Logic and Practice of Policy Analysis
Policy analysis, like all empirical research, combines assumptions and data to draw conclusions. The logic of inference is summarized by the relationship: assumptions + data ? conclusions. Holding fixed the available data, stronger assumptions may yield stronger conclusions. At the extreme, one may achieve certitude by posing sufficiently strong assumptions. A fundamental difficulty is to decide what assumptions to maintain.
There is a tension between the strength of assumptions and their credibility, which I have called the Law of Decreasing Credibility (ref. 4, p. 1): “The credibility of inference decreases with the strength of the assumptions maintained.” This “Law” implies that analysts face a tension as they decide what assumptions to maintain. Stronger assumptions yield conclusions that are more powerful but less credible.
I use the word credibility regularly, but I must caution that it is a primitive concept that defies deep definition. The Second Edition of the Oxford English Dictionary (OED) defines credibility as “the quality of being credible.” The OED defines credible as “capable of being believed; believable” (5). It defines believable as “able to be believed; credible” (5). Therefore, we come full circle.
Whatever credibility may be, it is a subjective concept. Each person assesses credibility on his or her own terms. Disagreements occur often. Indeed, they may persist without resolution when assumptions are nonrefutable; that is, when alternative assumptions are consistent with the available data.

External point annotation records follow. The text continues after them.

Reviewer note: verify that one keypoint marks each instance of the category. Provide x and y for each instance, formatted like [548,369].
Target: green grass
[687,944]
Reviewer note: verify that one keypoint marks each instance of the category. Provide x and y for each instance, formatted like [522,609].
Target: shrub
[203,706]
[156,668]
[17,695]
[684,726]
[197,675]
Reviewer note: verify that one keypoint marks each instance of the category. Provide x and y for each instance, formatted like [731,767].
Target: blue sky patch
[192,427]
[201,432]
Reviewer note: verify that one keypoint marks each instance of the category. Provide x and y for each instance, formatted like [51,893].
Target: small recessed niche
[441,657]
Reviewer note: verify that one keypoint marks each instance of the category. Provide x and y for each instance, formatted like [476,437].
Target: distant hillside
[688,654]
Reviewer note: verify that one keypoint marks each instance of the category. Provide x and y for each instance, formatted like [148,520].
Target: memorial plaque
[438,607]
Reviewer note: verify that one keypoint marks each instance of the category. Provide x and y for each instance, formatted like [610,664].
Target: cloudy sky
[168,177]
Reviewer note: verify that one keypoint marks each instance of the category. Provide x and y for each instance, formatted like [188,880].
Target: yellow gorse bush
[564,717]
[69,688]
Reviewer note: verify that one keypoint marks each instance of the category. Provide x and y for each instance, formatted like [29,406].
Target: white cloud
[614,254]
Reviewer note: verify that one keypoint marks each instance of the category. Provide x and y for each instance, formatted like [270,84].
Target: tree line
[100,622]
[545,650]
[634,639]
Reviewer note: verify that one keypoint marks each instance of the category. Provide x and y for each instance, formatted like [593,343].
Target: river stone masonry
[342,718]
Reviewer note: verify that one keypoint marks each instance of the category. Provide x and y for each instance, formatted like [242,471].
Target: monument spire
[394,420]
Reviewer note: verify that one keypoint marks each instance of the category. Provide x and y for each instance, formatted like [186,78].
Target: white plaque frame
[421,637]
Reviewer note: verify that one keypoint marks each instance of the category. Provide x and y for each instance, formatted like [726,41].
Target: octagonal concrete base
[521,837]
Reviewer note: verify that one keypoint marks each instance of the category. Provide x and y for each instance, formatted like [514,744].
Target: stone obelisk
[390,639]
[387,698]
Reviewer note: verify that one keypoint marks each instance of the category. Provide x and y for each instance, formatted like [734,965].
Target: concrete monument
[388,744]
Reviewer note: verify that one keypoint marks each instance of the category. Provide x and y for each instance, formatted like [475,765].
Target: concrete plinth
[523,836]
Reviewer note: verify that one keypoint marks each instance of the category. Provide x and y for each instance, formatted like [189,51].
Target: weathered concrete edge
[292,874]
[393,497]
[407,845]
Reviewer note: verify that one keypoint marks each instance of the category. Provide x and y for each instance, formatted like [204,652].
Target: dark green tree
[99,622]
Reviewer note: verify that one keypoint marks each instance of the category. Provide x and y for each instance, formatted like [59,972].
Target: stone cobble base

In principle, policy analysis can illuminate the logic of inference by posing alternative assumptions and determining the conclusions that follow. In practice, analysts tend to sacrifice credibility to obtain strong conclusions. Seeking to explain why incredible certitude has been the norm, I have found it natural as an economist to conjecture that analysts respond to incentives. Many policy makers and members of the public resist facing up to uncertainty, and therefore, analysts are motivated to express certitude.
A story circulates about an economist’s attempt to describe uncertainty about a forecast to President Lyndon B. Johnson. The economist is said to have presented the forecast as a likely range of values for the quantity under discussion. Johnson is said to have replied, “Ranges are for cattle. Give me a number.”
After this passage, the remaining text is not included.